The lawsuit in question concerned whether or not bump stock owners should be financially compensated for having to turn them in after they were decreed “illegal.” The plaintiffs argued that the Trump order violated the Fifth Amendment “takings clause” by forcing them to give up their property without compensation. By refusing to hear the case, the SCOTUS upheld a lower court decision that dismissed the case and denied compensation to bump stock owners.

The decision demonstrates why the courts are an unreliable place for gun rights to be protected. SCOTUS has previously dismissed two other cases involving challenges to the bump stock ban.

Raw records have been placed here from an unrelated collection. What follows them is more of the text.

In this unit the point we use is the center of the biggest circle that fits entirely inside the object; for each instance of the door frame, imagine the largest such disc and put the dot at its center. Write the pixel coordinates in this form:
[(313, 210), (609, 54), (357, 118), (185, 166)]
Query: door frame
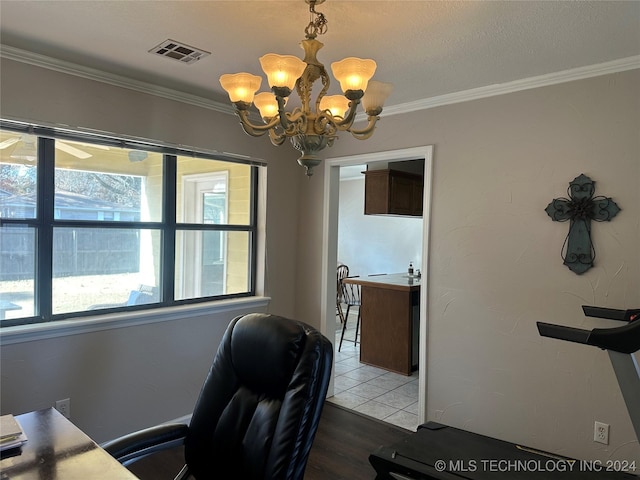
[(330, 248)]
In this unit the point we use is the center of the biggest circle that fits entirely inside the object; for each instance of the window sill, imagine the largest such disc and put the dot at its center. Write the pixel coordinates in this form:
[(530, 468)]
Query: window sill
[(77, 326)]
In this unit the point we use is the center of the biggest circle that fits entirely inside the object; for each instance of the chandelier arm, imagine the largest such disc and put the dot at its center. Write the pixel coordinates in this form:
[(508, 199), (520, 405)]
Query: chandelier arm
[(255, 130), (284, 118), (325, 124), (367, 131), (296, 123), (276, 139), (324, 77)]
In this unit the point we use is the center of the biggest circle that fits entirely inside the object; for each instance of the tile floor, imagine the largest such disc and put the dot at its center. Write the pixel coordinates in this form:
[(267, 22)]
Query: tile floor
[(372, 391)]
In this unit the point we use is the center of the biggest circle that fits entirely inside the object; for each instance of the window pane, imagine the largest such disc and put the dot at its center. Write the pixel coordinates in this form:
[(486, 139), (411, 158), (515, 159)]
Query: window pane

Occasionally, federal courts issue opinions favorable to the right to keep and bear arms. But even then, the high court often oversteps the powers of the federal government over state’s rights. The Second Amendment does not give the feds authority to “enforce” gun rights in the states; rather, it says the feds have no right to infringe on the right to keep and bear arms. The Tenth Amendment makes it obvious the feds only have authority expressly delegated to them.

The further irony is that Trump’s 2019 rule put him to the left of the Obama Administration. During that time, the Bureau of Alcohol, Tobacco, Firearms and Explosives had concluded bump stocks were not machine guns and shouldn’t be prohibited.

The bump stock ban was also not an act of Congress or a bill proposed by the president but done through the bureaucracy. There is no reasonable argument to be made that the executive branch can simply prohibit things by decree.

In the bump stock case, the plaintiffs demonstrate what not to do; surrender their bump stocks and then sue after the fact. They should have refused to turn them in to anyone and fought for legislation prohibiting local law enforcement from actively assisting any federal authorities on the matter.

A combination of civil disobedience, anti-commandeering, and nullification is the correct path toward restoring gun rights and preventing further violations in the future.